Martin J. Oberman served as alderman of Chicago’s 43rd Ward from 1975 to 1987. He was an acknowledged expert of the city budget and a constant adversary of the Chicago City Council’s heavy-handed political majority.

After leaving the City Council, Oberman was appointed Chairman of the Shore Protection Commission, which was tasked with doing a rehabilitation of Chicago’s shoreline while ensuring environmental protection. He ran for Illinois Attorney General in 1981, 1986 and again in 1994. Currently, he is a lawyer in private practice.

Here are some observations he had about the Feb. 22 election:

Q: What was the main thing you were surprised about during this election?

A: Nothing at all. This election was very predictable.

Q: What is the main point you gathered from the results of this election?

A: The point was that this election was never really much of a contest. We had one very strong candidate and a bunch of other weak candidates. The candidates were weak because they didn’t have nearly as much money as Rahm Emanuel. Only Gery Chico had any money, and compared to Rahm, it was nothing. Carol Moseley Braun was just sort of a goofball, and Miguel del Valle was not charismatic at all.

Q: How does 2010 election campaigning in the Chicago area compare to past mid-term elections?

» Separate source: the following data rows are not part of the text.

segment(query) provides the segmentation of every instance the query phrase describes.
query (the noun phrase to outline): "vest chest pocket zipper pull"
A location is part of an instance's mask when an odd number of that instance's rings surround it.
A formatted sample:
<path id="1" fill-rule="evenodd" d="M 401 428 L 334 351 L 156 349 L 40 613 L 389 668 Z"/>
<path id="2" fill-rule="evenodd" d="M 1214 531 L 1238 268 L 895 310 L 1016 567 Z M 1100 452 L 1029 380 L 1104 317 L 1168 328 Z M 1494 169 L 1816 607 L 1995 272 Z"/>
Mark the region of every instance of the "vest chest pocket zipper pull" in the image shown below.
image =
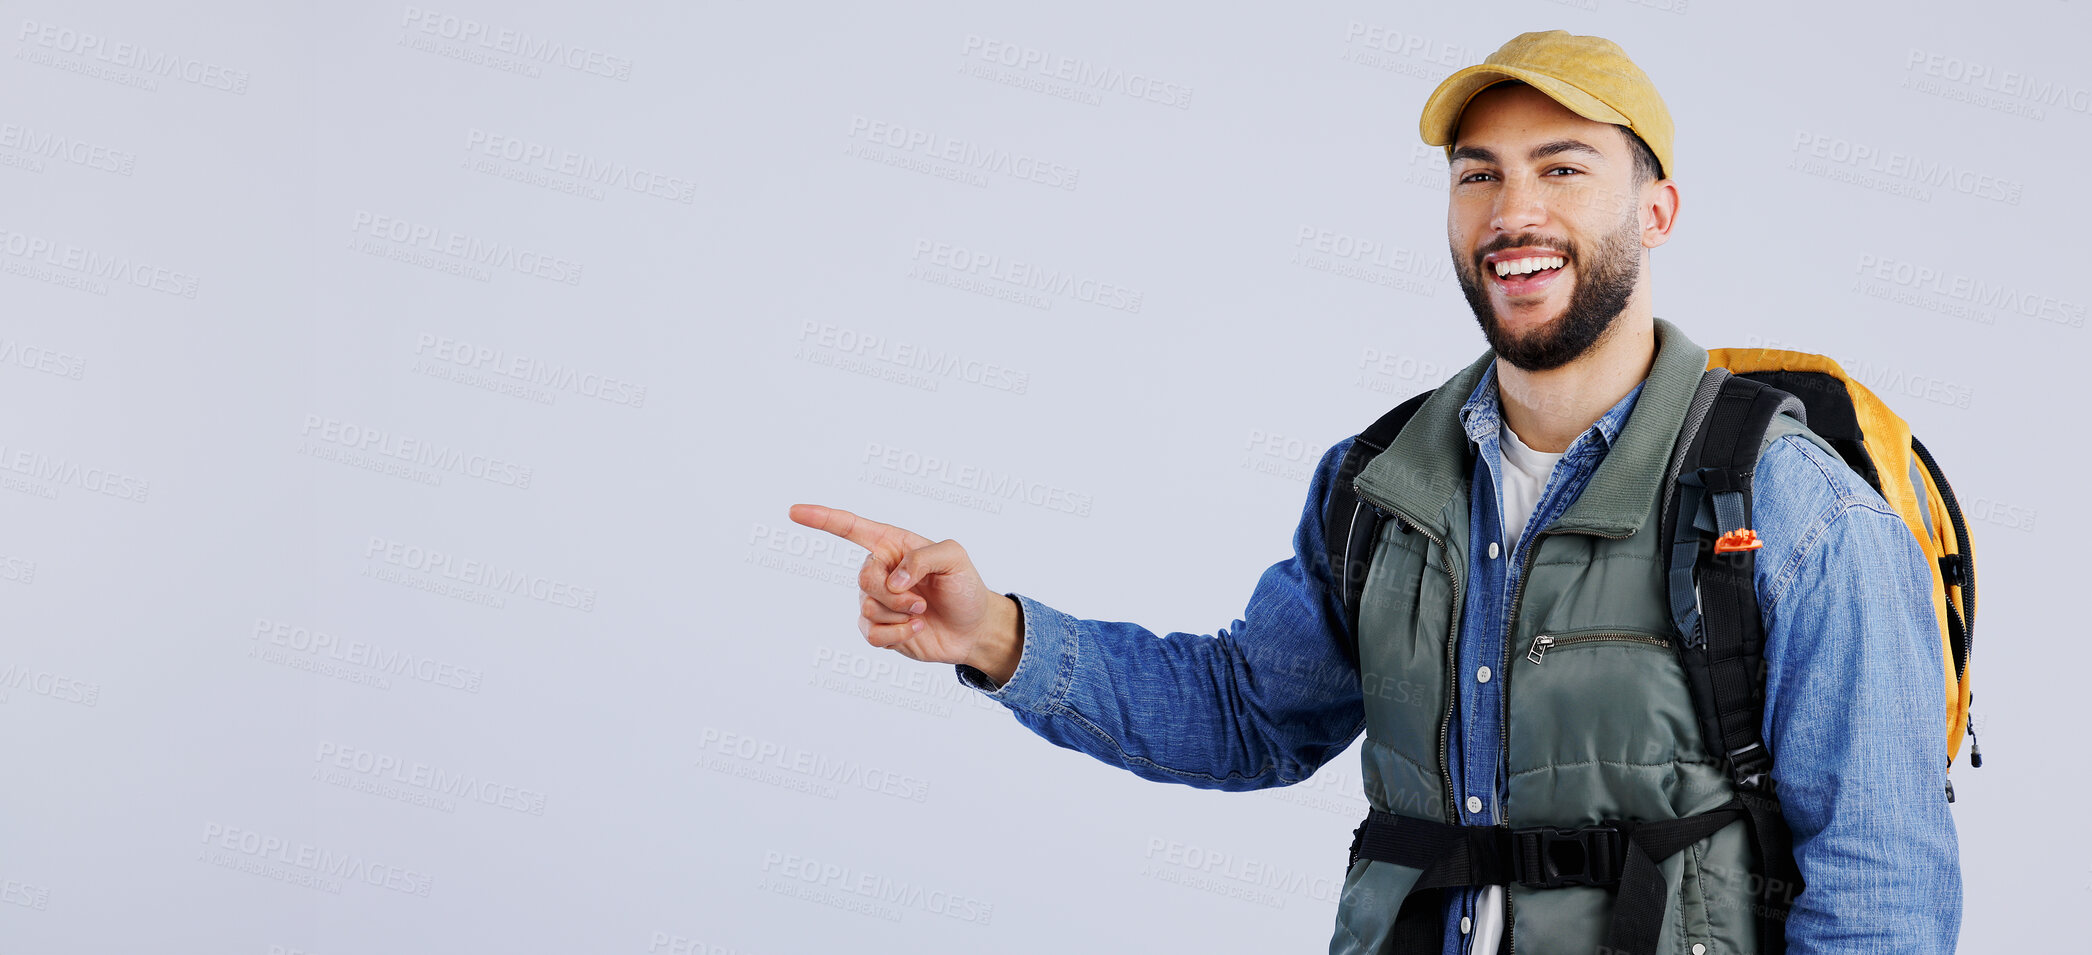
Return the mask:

A: This election was unique. It is the first time we have had an election without someone named Daley on the ballot in a very long time. Because there was not a familiarity of the incumbent, people took more in depth interest in the candidates, however it did not result in much turnout.

Q: What is your assessment of Chicago media coverage of the 2010 political campaigning?

A: It was not very good. There was too much focus on Rahm’s residency and not enough on the key issues like how we would balance the budget. The media let all the candidates get away with a lot of generalities.

Q: What changes would you like to see in future election campaigning?

A: I am a big believer in public financing. Because Rahm had a much greater amount of funding for his campaign it was not a level playing field. This would greatly affect the results of the election.